A discount eyewear business, selling on-the-spot custom-made prescription glasses from $63/pair, has debuted in New Zealand with an Auckland store but will soon open its second shop in the city.
Matt Martel, Dresden's NZ general manager and e-commerce head, said the business which opened a fortnight ago at 132 Ponsonby Rd had leased new premises on the Vulcan Lane/High St corner in the CBD.
Specsavers is already offering New Zealanders complete standard non-multi-focal prescription glasses with lenses and frames from $69 so Dresden's $63 offer is not exceptional in this market. OPSM's "big brands, small prices" $99 frames and lenses deal is also for single vision lenses.
But Martel said Dresden was using recycled plastic, offered colour and size variations, quality lenses and made glasses on-the-spot without a wait, unlike many other chains which make and fit lenses off-site, usually often overseas.
"No other New Zealand chain makes glasses on-the-spot like us," he said.
Martel said Dresden would expand, particularly in the provinces where access to discount glasses and optometry services was limited, particularly in many Māori communities.

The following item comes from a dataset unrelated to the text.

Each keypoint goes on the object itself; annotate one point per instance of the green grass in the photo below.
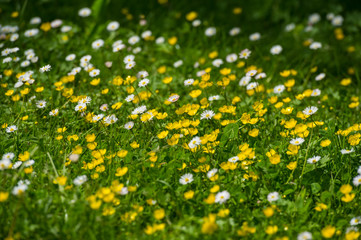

"The idea is to have a New Zealand chain, and to have a couple of trailer units travelling to under-serviced communities. Our Australian trailer goes into provincial and indigenous areas in association with Vision Australia. We need to make affordable eye care accessible to everyone, including isolated Māori communities," he said.
Dresden glasses come in only one style but a range of colours and sizes and different arms can be added to give a multi-colour effect.
"The $63 price is genuine - about half of what we sell is at that price. It goes up for strong prescriptions and multifocal."
Martel said the cost of some glasses could be covered by Community Service cards, particularly for children.
Dresden's glasses with multifocal lenses sell for just over $300/pair but its $63 offer is for lenses which can be made in the Ponsonby Rd store or new High St store.
It was founded in 2014 by two Australians who claimed the prescription glasses business was overpriced. It manufactures frames in western Sydney and has optometry workshops in Sydney, Melbourne, Brisbane and Toronto.